Tras una fuerte discusión con un cursi barman, de esos que andan perpetuamente cabreados y quieren enseñarte cómo beber (¡el insensato pretendía poner azúcar en mi cocktail Margarita!), leer en el Periódico de Ibiza y Formentera la crónica bélica de la batalla por la salsa de Nadal me ha impresionado. Todavía no sé si ha sido una divertidísima inocentada, pero los ánimos en cuestiones gastronómicas se han calentado mucho por toda España.

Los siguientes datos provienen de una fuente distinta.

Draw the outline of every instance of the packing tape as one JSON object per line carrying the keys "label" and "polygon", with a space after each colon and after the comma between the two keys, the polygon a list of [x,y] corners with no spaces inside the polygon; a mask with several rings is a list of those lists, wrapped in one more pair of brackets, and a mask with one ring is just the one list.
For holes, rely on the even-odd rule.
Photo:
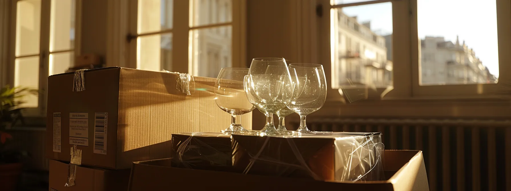
{"label": "packing tape", "polygon": [[73,83],[73,91],[81,92],[85,90],[85,78],[83,73],[85,69],[82,69],[75,71],[75,78]]}
{"label": "packing tape", "polygon": [[76,167],[82,165],[82,150],[77,149],[76,145],[71,147],[71,162],[69,164],[69,176],[67,177],[67,182],[65,186],[71,186],[75,185],[75,179],[76,178]]}
{"label": "packing tape", "polygon": [[195,92],[195,81],[193,79],[193,76],[185,73],[179,73],[179,80],[177,81],[176,85],[176,88],[180,90],[183,93],[187,95],[191,95],[190,93]]}
{"label": "packing tape", "polygon": [[195,80],[194,80],[193,75],[186,73],[173,72],[165,70],[161,72],[179,74],[179,78],[177,79],[177,84],[176,84],[176,89],[187,95],[195,93]]}

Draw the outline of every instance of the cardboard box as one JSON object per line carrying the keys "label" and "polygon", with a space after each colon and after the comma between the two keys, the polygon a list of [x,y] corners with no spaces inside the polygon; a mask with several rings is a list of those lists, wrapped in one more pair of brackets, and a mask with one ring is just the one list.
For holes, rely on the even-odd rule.
{"label": "cardboard box", "polygon": [[75,185],[65,186],[69,176],[69,165],[50,160],[50,191],[126,190],[129,179],[129,170],[107,170],[78,166]]}
{"label": "cardboard box", "polygon": [[[243,174],[171,167],[171,159],[133,162],[128,190],[205,190],[237,187],[244,190],[428,190],[422,151],[385,150],[387,178],[374,181],[321,181],[311,179]],[[157,174],[158,176],[154,176]]]}
{"label": "cardboard box", "polygon": [[172,134],[173,167],[232,170],[230,135],[215,132]]}
{"label": "cardboard box", "polygon": [[379,178],[380,133],[303,136],[232,135],[233,166],[244,174],[321,180]]}
{"label": "cardboard box", "polygon": [[[120,67],[83,72],[85,90],[74,91],[75,73],[48,78],[45,155],[82,164],[123,169],[134,161],[170,157],[171,134],[220,132],[230,116],[216,105],[216,79],[195,77],[195,92],[178,88],[179,74]],[[192,87],[193,88],[193,87]],[[244,115],[251,127],[251,114]]]}

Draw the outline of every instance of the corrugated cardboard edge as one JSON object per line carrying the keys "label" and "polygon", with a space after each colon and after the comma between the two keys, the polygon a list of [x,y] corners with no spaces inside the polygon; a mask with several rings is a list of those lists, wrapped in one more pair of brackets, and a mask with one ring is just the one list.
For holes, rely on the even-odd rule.
{"label": "corrugated cardboard edge", "polygon": [[[392,151],[398,151],[399,152],[403,152],[403,151],[407,152],[408,153],[406,153],[407,156],[410,156],[413,154],[413,153],[415,153],[414,155],[411,157],[409,160],[405,163],[404,166],[401,166],[399,170],[388,180],[381,180],[381,181],[372,181],[367,182],[347,182],[347,181],[327,181],[325,182],[331,182],[331,183],[341,183],[344,184],[366,184],[367,186],[371,186],[370,185],[378,185],[378,187],[381,189],[381,190],[429,190],[429,187],[428,182],[427,176],[426,172],[426,167],[424,165],[424,160],[423,159],[422,151],[420,150],[385,150],[386,152],[392,152]],[[133,162],[132,167],[131,168],[131,174],[130,176],[130,180],[129,183],[129,190],[131,190],[131,188],[132,187],[132,178],[133,177],[134,174],[134,170],[137,169],[135,168],[135,166],[152,166],[151,165],[146,164],[147,162],[158,162],[158,161],[164,160],[169,159],[169,158],[166,159],[160,159],[156,160],[150,160],[146,161],[142,161],[139,162]],[[388,158],[387,160],[389,159]],[[385,162],[384,161],[384,162]],[[168,167],[170,168],[170,167]],[[195,170],[194,171],[197,171],[197,172],[201,171],[202,170]],[[222,174],[222,173],[232,173],[228,172],[217,172],[218,174]],[[409,176],[409,172],[416,172],[416,173],[412,173],[416,174],[416,176]],[[258,176],[257,175],[252,175]],[[297,179],[297,180],[300,180],[299,179]],[[306,181],[311,181],[310,180],[305,180]],[[346,184],[344,184],[346,185]]]}
{"label": "corrugated cardboard edge", "polygon": [[[406,173],[408,172],[418,173],[411,173],[411,175],[410,173]],[[422,151],[418,151],[388,181],[392,183],[394,190],[429,190]]]}

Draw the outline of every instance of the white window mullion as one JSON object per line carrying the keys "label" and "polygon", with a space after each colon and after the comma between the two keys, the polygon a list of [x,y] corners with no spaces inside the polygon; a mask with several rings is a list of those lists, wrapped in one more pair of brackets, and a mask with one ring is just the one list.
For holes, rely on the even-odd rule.
{"label": "white window mullion", "polygon": [[174,1],[172,36],[172,71],[190,73],[189,63],[190,2]]}
{"label": "white window mullion", "polygon": [[[247,60],[247,2],[235,0],[231,7],[233,11],[232,66],[248,67]],[[227,10],[226,10],[227,11]],[[227,18],[228,19],[228,18]]]}

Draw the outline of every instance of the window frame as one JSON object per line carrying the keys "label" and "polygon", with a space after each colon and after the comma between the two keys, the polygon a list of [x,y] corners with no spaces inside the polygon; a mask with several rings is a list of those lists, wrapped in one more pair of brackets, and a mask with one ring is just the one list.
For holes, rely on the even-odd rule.
{"label": "window frame", "polygon": [[[500,74],[511,73],[511,3],[506,0],[497,1],[498,22],[499,67]],[[392,8],[393,32],[392,58],[393,88],[386,92],[381,100],[435,99],[456,98],[492,99],[507,96],[503,93],[505,86],[511,83],[509,75],[499,75],[499,81],[494,84],[447,85],[420,86],[420,38],[417,28],[417,0],[375,0],[331,5],[330,0],[318,0],[324,13],[320,20],[319,32],[323,34],[318,38],[321,49],[321,61],[330,63],[325,67],[329,83],[334,80],[331,68],[333,66],[333,57],[330,50],[331,9],[391,2]],[[399,40],[396,36],[400,37]],[[399,52],[398,57],[397,52]],[[324,65],[324,66],[325,66]],[[329,84],[332,87],[331,84]],[[327,101],[338,102],[342,100],[338,89],[332,88],[329,91]],[[510,91],[511,92],[511,91]],[[508,94],[509,92],[507,92]]]}
{"label": "window frame", "polygon": [[172,65],[172,72],[193,74],[195,69],[192,64],[192,51],[190,42],[192,41],[190,33],[192,30],[207,29],[213,27],[231,26],[231,63],[233,67],[245,67],[246,61],[246,0],[233,0],[231,9],[232,20],[230,22],[207,24],[190,27],[189,0],[174,0],[172,16],[172,29],[159,32],[146,33],[138,35],[137,31],[138,21],[138,1],[127,1],[128,9],[128,35],[127,37],[125,66],[128,68],[136,68],[137,38],[141,36],[157,34],[168,34],[172,35],[172,63],[180,63]]}
{"label": "window frame", "polygon": [[[7,44],[8,44],[9,46],[6,49],[0,49],[0,50],[3,51],[2,53],[8,55],[7,57],[8,58],[7,59],[7,64],[2,66],[6,68],[6,73],[5,74],[6,77],[4,79],[6,81],[0,81],[0,82],[4,83],[2,85],[5,84],[9,85],[11,87],[14,86],[16,59],[26,57],[22,56],[17,57],[15,55],[17,2],[21,1],[24,0],[9,0],[6,1],[7,2],[4,4],[4,5],[10,7],[8,18],[7,19],[8,20],[9,27],[4,28],[5,30],[2,30],[3,32],[8,34],[7,36],[9,37],[9,40]],[[22,112],[26,117],[42,117],[46,116],[48,98],[47,90],[48,90],[48,77],[50,73],[49,59],[50,54],[73,51],[75,57],[80,55],[82,0],[75,0],[74,47],[68,50],[56,50],[53,52],[50,51],[50,49],[52,1],[58,0],[41,0],[38,79],[39,94],[38,96],[38,107],[26,108]],[[4,74],[2,73],[2,74]]]}

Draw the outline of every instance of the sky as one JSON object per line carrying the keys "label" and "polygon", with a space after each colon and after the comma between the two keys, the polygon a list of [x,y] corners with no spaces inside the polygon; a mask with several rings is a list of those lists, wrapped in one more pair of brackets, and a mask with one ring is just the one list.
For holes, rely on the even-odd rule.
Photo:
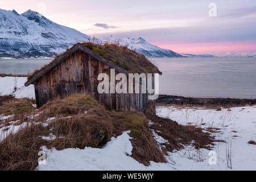
{"label": "sky", "polygon": [[0,0],[86,35],[140,36],[178,53],[256,52],[255,0]]}

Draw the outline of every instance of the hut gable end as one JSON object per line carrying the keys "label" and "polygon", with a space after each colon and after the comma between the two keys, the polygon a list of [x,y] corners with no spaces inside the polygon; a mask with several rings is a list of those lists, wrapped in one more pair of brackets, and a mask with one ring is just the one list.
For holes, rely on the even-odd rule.
{"label": "hut gable end", "polygon": [[97,86],[101,81],[97,80],[98,75],[104,73],[110,78],[110,68],[115,69],[115,75],[122,73],[128,76],[130,72],[77,44],[32,75],[25,86],[34,85],[38,107],[57,97],[86,92],[109,110],[143,110],[148,101],[147,93],[110,93],[110,88],[109,93],[98,93]]}

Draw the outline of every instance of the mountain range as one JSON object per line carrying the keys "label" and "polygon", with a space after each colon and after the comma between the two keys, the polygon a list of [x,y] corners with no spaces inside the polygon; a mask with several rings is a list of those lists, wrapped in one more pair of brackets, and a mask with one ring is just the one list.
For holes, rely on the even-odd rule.
{"label": "mountain range", "polygon": [[118,42],[147,57],[183,57],[170,49],[152,45],[142,38],[93,38],[60,25],[28,10],[21,14],[0,9],[0,57],[53,57],[77,42]]}
{"label": "mountain range", "polygon": [[19,14],[0,9],[1,57],[52,57],[77,42],[92,39],[30,10]]}

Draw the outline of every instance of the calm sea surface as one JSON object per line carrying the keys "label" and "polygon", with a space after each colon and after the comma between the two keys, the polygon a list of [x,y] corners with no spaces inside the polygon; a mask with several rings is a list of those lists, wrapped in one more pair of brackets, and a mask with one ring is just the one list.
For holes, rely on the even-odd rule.
{"label": "calm sea surface", "polygon": [[[160,94],[256,98],[256,58],[154,58]],[[26,74],[50,59],[0,60],[0,73]]]}

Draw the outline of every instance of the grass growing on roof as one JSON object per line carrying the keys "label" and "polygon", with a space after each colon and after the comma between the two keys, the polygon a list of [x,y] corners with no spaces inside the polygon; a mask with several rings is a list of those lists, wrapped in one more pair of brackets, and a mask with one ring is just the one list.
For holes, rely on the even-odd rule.
{"label": "grass growing on roof", "polygon": [[[91,42],[79,44],[85,46],[93,52],[108,60],[119,67],[128,71],[130,73],[154,73],[158,71],[158,68],[143,55],[129,49],[126,46],[120,46],[117,44],[105,44],[102,45]],[[68,50],[68,49],[67,49],[67,51]],[[32,74],[28,75],[28,80],[47,68],[65,52],[57,56],[49,64],[45,65],[39,69],[36,69]]]}
{"label": "grass growing on roof", "polygon": [[57,98],[48,102],[39,110],[51,117],[55,117],[59,114],[77,114],[93,108],[103,109],[104,107],[89,96],[82,94],[73,94],[63,99]]}

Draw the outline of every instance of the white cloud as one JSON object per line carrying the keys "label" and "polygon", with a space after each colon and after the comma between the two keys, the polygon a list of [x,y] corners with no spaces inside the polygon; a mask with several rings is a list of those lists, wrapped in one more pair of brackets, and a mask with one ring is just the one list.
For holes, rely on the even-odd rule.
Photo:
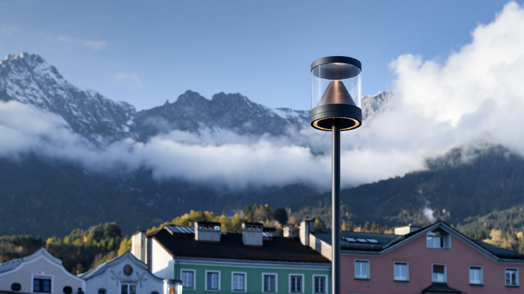
{"label": "white cloud", "polygon": [[136,86],[141,87],[144,84],[135,73],[118,73],[115,75],[115,83],[129,83]]}
{"label": "white cloud", "polygon": [[96,50],[101,49],[107,45],[107,42],[105,41],[91,41],[65,36],[59,36],[56,39],[63,43],[74,43]]}

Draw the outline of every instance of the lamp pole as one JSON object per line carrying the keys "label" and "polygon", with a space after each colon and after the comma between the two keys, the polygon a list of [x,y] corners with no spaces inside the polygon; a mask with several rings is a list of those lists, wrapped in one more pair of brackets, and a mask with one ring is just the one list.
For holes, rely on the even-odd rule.
{"label": "lamp pole", "polygon": [[331,128],[331,287],[340,293],[340,120],[333,120]]}
{"label": "lamp pole", "polygon": [[[333,56],[311,64],[311,126],[332,132],[331,289],[341,293],[340,132],[362,125],[360,61]],[[346,87],[350,87],[349,91]]]}

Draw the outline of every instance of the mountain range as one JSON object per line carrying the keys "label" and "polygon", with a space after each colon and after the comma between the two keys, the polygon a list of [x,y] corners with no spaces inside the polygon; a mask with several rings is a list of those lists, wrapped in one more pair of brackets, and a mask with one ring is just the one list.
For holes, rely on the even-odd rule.
{"label": "mountain range", "polygon": [[[390,92],[363,97],[364,121],[378,117],[392,97]],[[53,116],[95,150],[126,140],[145,143],[173,131],[272,138],[311,128],[309,111],[269,108],[239,94],[221,93],[210,100],[188,91],[173,103],[137,111],[73,85],[40,56],[26,53],[0,62],[0,100]],[[314,149],[309,142],[297,144]],[[42,155],[38,149],[1,155],[0,235],[64,235],[114,221],[130,233],[190,209],[228,213],[254,202],[288,207],[299,216],[330,217],[329,194],[303,182],[231,189],[159,178],[145,166],[95,171],[68,158]],[[429,159],[426,165],[426,171],[344,189],[343,217],[388,225],[433,217],[458,224],[524,204],[524,160],[504,146],[463,146]]]}

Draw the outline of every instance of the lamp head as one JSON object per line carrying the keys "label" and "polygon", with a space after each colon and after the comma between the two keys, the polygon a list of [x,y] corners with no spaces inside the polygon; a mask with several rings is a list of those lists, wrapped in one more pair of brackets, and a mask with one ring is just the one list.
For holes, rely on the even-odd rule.
{"label": "lamp head", "polygon": [[340,130],[362,125],[362,64],[350,57],[321,58],[311,64],[311,126],[331,131],[334,123]]}

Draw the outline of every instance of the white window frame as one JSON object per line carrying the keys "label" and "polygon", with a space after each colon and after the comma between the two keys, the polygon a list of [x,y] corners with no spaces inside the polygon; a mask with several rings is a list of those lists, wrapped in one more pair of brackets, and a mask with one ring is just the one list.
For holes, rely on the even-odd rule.
{"label": "white window frame", "polygon": [[[397,264],[402,264],[406,266],[406,279],[397,279],[395,276],[395,266]],[[409,281],[409,263],[408,262],[393,262],[393,280],[401,282]]]}
{"label": "white window frame", "polygon": [[[54,293],[54,291],[53,290],[53,287],[54,287],[54,276],[50,275],[49,276],[45,275],[43,272],[42,272],[41,275],[35,275],[34,274],[31,274],[31,293]],[[37,279],[39,280],[51,280],[51,285],[49,285],[49,292],[35,292],[34,290],[35,289],[35,279]]]}
{"label": "white window frame", "polygon": [[[444,280],[435,281],[433,278],[433,267],[434,265],[442,265],[444,266]],[[447,266],[444,263],[432,263],[431,264],[431,282],[434,283],[446,283],[447,282]]]}
{"label": "white window frame", "polygon": [[196,281],[196,269],[188,269],[187,268],[181,268],[180,269],[180,280],[182,280],[182,285],[183,285],[184,281],[182,278],[183,277],[182,274],[184,272],[193,272],[193,288],[183,288],[182,286],[183,290],[195,290],[196,289],[196,285],[195,285],[195,282]]}
{"label": "white window frame", "polygon": [[[235,290],[235,275],[242,275],[244,276],[244,290]],[[231,272],[231,291],[238,292],[247,292],[247,273],[245,272]]]}
{"label": "white window frame", "polygon": [[[515,284],[508,284],[506,281],[506,276],[508,274],[508,271],[511,270],[515,272]],[[519,269],[518,267],[506,267],[504,268],[504,285],[506,287],[519,287]]]}
{"label": "white window frame", "polygon": [[[315,278],[322,277],[324,278],[324,292],[315,292]],[[313,275],[313,288],[311,288],[311,292],[314,294],[317,293],[326,293],[329,290],[328,289],[328,276],[326,275]]]}
{"label": "white window frame", "polygon": [[[357,263],[367,263],[367,273],[366,277],[357,277]],[[355,259],[353,261],[353,276],[356,280],[370,280],[371,279],[371,262],[369,259]]]}
{"label": "white window frame", "polygon": [[[300,291],[291,292],[291,277],[300,277]],[[290,274],[288,278],[289,282],[289,293],[304,293],[304,274]]]}
{"label": "white window frame", "polygon": [[[264,276],[275,276],[275,291],[265,291],[264,288]],[[276,273],[262,273],[262,293],[278,293],[278,274]]]}
{"label": "white window frame", "polygon": [[[433,230],[434,231],[434,230]],[[441,230],[442,231],[442,230]],[[450,235],[449,233],[442,231],[443,233],[444,233],[443,235],[437,235],[436,234],[433,232],[433,231],[430,231],[426,233],[426,248],[430,249],[451,249],[451,236]],[[435,247],[433,246],[434,244],[434,242],[432,242],[431,244],[428,244],[428,239],[431,238],[432,240],[435,238],[439,238],[442,239],[442,247],[440,247],[439,244],[439,246]],[[439,242],[440,243],[440,242]]]}
{"label": "white window frame", "polygon": [[135,293],[138,293],[138,285],[137,285],[135,283],[133,283],[133,282],[124,282],[120,283],[120,293],[121,294],[122,294],[122,286],[124,286],[124,285],[127,285],[127,293],[128,294],[129,294],[129,292],[130,292],[130,291],[129,291],[129,290],[130,290],[129,288],[131,287],[131,285],[135,285]]}
{"label": "white window frame", "polygon": [[[480,275],[479,278],[480,278],[480,282],[472,282],[471,280],[471,269],[472,268],[475,268],[480,269]],[[484,285],[484,269],[482,267],[482,265],[470,265],[468,267],[467,270],[468,273],[467,275],[470,279],[470,285]]]}
{"label": "white window frame", "polygon": [[[216,284],[217,284],[216,289],[209,289],[208,287],[208,274],[218,274],[218,276],[217,277]],[[220,270],[206,270],[205,276],[205,281],[204,284],[205,285],[205,290],[209,291],[211,292],[217,292],[220,291]]]}

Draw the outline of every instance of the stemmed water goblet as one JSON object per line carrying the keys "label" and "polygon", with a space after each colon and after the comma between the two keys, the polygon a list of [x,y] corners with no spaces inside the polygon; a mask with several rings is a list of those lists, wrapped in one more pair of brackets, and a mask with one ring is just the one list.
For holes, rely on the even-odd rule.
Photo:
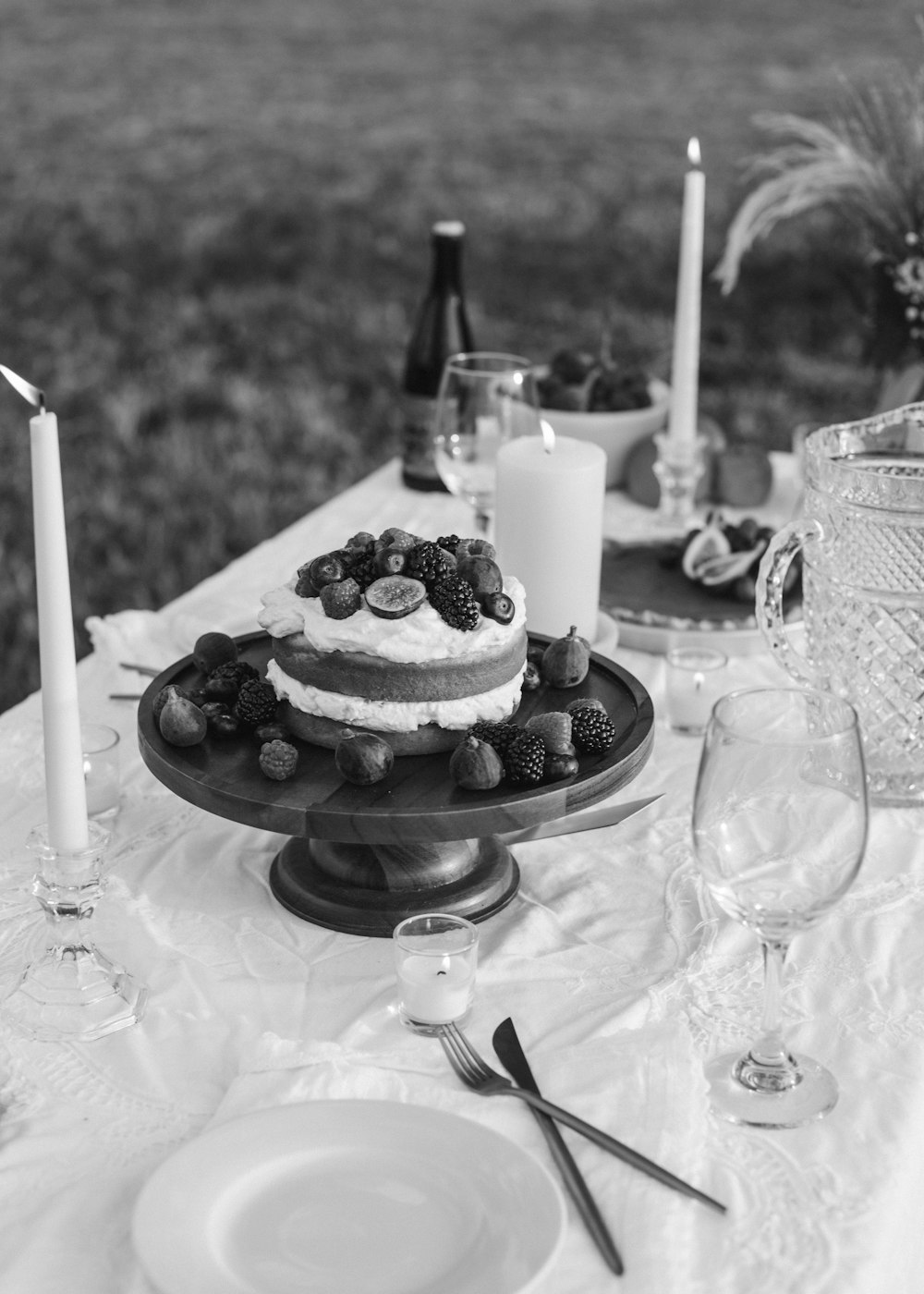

Jamás he podido tragarme ese concurso llamado Masterchef. Tan solo sé que mis gustos son muy sencillos y me gusta lo mejor, que prefiero el azafrán al aberrante colorante, la carne que pasta libremente antes que la que engordan en granjas infernales, el raor antes que cualquier pez de piscina, unos huevos fritos con sobrasada antes que el sospechoso tofu…y café, copa y puro para las largas sobremesas en las que no se habla de merluzos políticos.

Pero sigo impresionado con la salsa de Nadal volando cual lluvia ácida y el garrot de la portentosa suegra. Nada supera la furia del vegano converso que pretende dictarnos el alpiste, los ánimos tóxicos del chef molecular o el esnobismo del barman abstemio que acaba de salir de un curso coctelero.

Ya decía Sánchez Mazas que el español puede jugarse la vida, pero no el cocido. Naturalmente que hay diferentes estilos y sobre gustos todo está escrito, pero en la mesa y en la barra siempre se ha guardado una debida ceremonia y cierta tolerancia, para que la sangre no llegue a la cocina. Especialmente en las fechas amorosas que van de Navidad a los Reyes Magos.